Llama is very noisy when predators come by! One evening we Did have one pack of 6 wolves come very close, fortunately- our son was there and heard and saw the commotion, as our llama was sending out his siren sound which makes the beef cattle in high noise mode as well!!! So, he shot off two shots with a hunting rifle and they ran off! He is aware they are still nearby, -as a friend has recorded them on some deer camera photos -ugh!Very Scary! 

We also do have hot wire surrounding our animals.


----------



## SingingBullRanch (Sep 11, 2016)

While English Shepherds are not an LGD, they can and will guard their livestock if they come from the correct parentage/lines and are raised with them. They do not have the wandering desire that the normal LGD breed has. I have lousy fencing and my boy stays home and does not wander or check out the neighbors. My ES prefers to be outside and would stay out guarding all night if I allowed him to. He takes his guarding very seriously. And he thinks before reacting, with little guidance from me unless it is called for.

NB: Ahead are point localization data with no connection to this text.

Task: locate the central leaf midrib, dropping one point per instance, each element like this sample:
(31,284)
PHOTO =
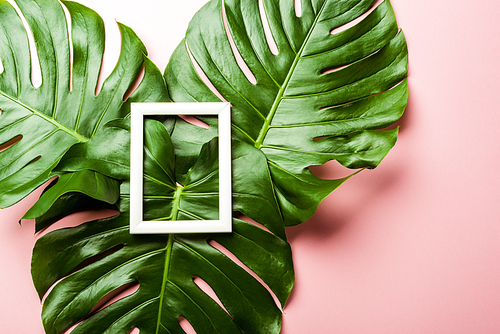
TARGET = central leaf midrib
(168,255)
(52,121)
(277,100)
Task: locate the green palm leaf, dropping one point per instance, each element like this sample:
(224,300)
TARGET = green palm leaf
(64,110)
(321,97)
(164,266)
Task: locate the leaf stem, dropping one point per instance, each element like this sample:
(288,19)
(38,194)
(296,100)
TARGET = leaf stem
(277,100)
(168,256)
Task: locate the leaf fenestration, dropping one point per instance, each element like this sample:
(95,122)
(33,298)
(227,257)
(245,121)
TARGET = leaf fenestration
(342,87)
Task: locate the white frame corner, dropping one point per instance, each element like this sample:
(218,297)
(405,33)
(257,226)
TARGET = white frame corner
(138,111)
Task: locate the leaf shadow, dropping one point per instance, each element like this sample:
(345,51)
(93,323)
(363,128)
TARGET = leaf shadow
(342,208)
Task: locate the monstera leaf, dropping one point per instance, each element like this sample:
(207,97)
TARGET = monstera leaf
(165,267)
(64,110)
(252,195)
(321,95)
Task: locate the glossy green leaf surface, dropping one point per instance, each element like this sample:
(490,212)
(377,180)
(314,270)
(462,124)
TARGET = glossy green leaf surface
(253,193)
(87,182)
(321,96)
(164,266)
(64,110)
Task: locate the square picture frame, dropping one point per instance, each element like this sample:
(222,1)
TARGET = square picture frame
(138,111)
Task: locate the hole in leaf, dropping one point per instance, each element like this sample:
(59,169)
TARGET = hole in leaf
(205,287)
(333,69)
(10,143)
(357,20)
(112,47)
(79,218)
(298,8)
(239,60)
(35,160)
(70,42)
(267,30)
(96,258)
(330,170)
(341,105)
(133,86)
(239,215)
(202,75)
(195,121)
(233,258)
(320,138)
(115,295)
(186,326)
(69,330)
(36,73)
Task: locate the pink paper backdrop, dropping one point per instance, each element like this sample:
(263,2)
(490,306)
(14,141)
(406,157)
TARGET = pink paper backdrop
(410,247)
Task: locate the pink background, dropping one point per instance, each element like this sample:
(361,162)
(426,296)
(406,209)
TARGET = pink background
(410,247)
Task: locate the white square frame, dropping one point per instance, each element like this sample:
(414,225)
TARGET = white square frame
(138,111)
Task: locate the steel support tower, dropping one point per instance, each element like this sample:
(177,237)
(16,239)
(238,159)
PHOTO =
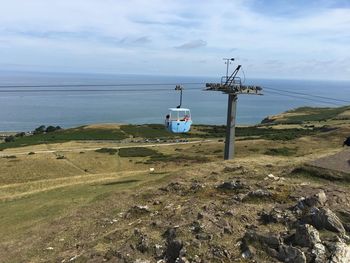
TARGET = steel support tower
(232,86)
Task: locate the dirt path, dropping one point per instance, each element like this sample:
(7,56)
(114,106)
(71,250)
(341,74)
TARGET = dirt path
(14,152)
(13,191)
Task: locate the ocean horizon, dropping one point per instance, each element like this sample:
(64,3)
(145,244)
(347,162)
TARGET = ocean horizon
(67,106)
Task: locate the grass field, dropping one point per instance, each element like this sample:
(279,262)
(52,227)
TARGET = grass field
(44,198)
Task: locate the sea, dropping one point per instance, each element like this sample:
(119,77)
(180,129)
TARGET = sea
(28,100)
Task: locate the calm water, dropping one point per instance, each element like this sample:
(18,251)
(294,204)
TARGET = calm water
(21,111)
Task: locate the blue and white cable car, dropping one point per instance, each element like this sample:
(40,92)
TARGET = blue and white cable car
(178,120)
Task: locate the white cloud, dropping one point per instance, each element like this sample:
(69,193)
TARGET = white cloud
(104,35)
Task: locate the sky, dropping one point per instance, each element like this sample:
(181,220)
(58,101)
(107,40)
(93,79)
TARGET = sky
(296,39)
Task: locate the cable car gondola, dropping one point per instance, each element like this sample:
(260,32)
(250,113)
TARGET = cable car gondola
(179,119)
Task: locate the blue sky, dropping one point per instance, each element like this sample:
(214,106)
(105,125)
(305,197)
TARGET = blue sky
(271,39)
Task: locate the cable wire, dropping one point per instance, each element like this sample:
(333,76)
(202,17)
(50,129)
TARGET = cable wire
(99,85)
(306,94)
(299,97)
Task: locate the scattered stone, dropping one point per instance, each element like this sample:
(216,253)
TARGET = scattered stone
(159,251)
(318,199)
(271,240)
(195,186)
(272,177)
(319,253)
(196,227)
(143,245)
(139,209)
(204,236)
(174,187)
(170,233)
(291,254)
(232,185)
(229,213)
(182,260)
(306,236)
(259,193)
(239,197)
(325,218)
(172,251)
(220,252)
(341,253)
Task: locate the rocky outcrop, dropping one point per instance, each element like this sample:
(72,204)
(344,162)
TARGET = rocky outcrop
(306,236)
(232,185)
(301,241)
(341,253)
(324,218)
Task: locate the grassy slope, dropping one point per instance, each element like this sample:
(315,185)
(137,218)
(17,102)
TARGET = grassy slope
(42,192)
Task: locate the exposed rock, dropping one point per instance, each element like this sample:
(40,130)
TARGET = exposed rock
(195,186)
(220,252)
(204,236)
(319,253)
(172,251)
(170,233)
(277,216)
(259,193)
(182,260)
(306,236)
(271,240)
(325,218)
(318,199)
(139,209)
(159,251)
(231,185)
(341,253)
(200,215)
(291,254)
(196,227)
(173,187)
(143,244)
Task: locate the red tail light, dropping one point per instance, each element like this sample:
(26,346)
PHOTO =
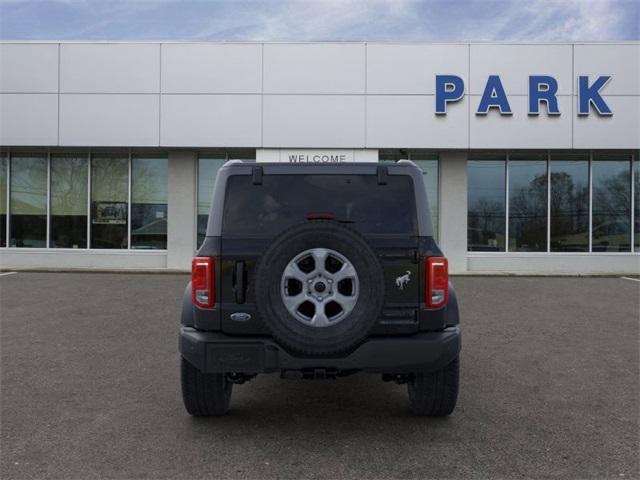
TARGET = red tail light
(436,282)
(203,282)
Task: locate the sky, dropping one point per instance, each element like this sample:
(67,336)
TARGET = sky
(321,20)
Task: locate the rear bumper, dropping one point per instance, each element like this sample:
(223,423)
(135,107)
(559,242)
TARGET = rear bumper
(213,352)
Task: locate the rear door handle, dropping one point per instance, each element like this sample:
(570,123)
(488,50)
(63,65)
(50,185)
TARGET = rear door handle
(239,282)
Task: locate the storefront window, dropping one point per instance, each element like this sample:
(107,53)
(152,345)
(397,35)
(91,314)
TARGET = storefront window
(68,207)
(527,203)
(109,196)
(149,197)
(207,172)
(611,230)
(569,203)
(3,199)
(486,205)
(28,223)
(636,211)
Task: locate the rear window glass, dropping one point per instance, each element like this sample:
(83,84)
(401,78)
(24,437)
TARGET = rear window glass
(285,200)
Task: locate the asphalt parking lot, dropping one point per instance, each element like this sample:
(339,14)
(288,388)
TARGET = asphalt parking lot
(90,389)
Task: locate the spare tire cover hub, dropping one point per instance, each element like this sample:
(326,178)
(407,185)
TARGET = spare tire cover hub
(319,287)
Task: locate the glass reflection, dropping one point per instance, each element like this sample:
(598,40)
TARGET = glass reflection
(69,201)
(486,205)
(149,197)
(636,211)
(611,231)
(109,194)
(527,205)
(207,172)
(3,200)
(28,226)
(569,205)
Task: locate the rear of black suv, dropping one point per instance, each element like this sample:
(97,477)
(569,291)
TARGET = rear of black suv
(319,271)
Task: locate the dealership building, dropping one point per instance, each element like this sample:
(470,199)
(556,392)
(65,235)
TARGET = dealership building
(109,151)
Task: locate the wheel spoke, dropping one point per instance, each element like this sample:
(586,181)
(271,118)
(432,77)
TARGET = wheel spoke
(293,302)
(319,319)
(319,257)
(346,271)
(347,302)
(293,271)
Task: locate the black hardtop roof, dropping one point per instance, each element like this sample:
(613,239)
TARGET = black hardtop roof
(257,170)
(362,168)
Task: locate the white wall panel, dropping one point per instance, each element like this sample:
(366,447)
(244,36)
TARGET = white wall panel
(110,68)
(28,68)
(521,130)
(620,61)
(109,120)
(28,119)
(514,64)
(411,69)
(211,68)
(403,121)
(313,121)
(621,130)
(314,68)
(211,120)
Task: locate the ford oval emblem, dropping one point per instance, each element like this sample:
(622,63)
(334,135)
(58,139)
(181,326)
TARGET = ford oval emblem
(240,317)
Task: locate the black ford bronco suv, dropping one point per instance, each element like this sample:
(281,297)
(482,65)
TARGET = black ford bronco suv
(319,271)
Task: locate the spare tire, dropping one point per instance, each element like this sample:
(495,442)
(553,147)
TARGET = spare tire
(319,288)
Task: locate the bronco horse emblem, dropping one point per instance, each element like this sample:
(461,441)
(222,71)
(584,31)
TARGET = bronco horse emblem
(402,280)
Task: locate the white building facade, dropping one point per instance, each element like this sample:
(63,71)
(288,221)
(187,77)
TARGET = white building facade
(108,151)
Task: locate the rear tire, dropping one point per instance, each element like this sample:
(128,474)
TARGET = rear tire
(435,394)
(204,394)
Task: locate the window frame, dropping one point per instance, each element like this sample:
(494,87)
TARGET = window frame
(633,159)
(89,153)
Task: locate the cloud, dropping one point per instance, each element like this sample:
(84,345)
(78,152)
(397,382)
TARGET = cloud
(315,20)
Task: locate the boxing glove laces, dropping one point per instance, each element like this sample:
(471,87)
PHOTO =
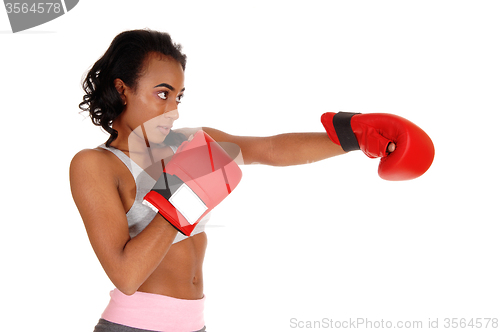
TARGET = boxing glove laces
(199,176)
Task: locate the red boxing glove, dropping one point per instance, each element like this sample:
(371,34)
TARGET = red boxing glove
(198,177)
(372,134)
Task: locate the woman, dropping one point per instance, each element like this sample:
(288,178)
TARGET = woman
(133,92)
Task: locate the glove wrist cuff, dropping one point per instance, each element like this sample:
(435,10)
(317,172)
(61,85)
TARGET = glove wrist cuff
(342,125)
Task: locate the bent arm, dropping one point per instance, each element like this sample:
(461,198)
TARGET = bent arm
(127,262)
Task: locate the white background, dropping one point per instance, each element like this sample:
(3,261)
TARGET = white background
(326,240)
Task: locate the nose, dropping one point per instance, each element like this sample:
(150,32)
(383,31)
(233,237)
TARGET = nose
(173,114)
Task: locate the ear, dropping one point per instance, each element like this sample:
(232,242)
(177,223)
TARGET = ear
(121,87)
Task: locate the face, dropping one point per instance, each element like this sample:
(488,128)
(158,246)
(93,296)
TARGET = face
(151,109)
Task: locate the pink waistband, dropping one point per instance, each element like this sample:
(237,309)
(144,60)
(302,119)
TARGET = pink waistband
(154,312)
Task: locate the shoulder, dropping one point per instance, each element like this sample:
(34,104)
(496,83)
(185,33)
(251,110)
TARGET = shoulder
(95,163)
(90,158)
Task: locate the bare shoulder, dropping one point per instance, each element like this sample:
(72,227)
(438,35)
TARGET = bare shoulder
(188,131)
(92,167)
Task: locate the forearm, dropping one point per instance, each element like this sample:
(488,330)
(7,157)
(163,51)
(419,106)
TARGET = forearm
(301,148)
(142,254)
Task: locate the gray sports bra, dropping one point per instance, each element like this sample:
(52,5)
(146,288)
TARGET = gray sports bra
(140,215)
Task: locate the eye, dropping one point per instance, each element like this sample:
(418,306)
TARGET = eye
(163,95)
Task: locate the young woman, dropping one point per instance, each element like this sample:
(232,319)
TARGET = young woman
(133,92)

I am not saying that they should be used equal to an LGD, but they are known to work as a lower key LGD. They can and do work independently from their owners and are known to straighten out errant livestock and put them back where they belong. They will chase off any perceived threats from around the place. I believe they are a good option for someone who has a lower predator load and needs something that will stay close to home and not scare the neighbors or visitors. Nor will they bark all night.The one thing that I don't like about my boy is that he will go after a threat without a sound. He doesn't bark. He just goes into chase/attack mode. Not with people, just with critters that shouldn't be on the place. As a pup he did bark but as he's gotten older, he doesn't as much. When he barks, I know it is something to investigate.

Just my thoughts....take them as you will...just offering a viable option for those in areas where a barking dog will get them in trouble or an LGD wouldn't really fit.


----------



## Oreosmom (Nov 19, 2016)

I don't know if it's part of the Spaniel breed, but my kitty rarely barks either.and she's a Spaniel mix. One of the weirder things about her, besides her name. Which started at the dog park trying to call her. She would come running when calling out her kitty kitty, and so would all the other dogs thinking she had a kitty in sight. Confused the other dogs when she stopped abruptly because she reached us.lol


----------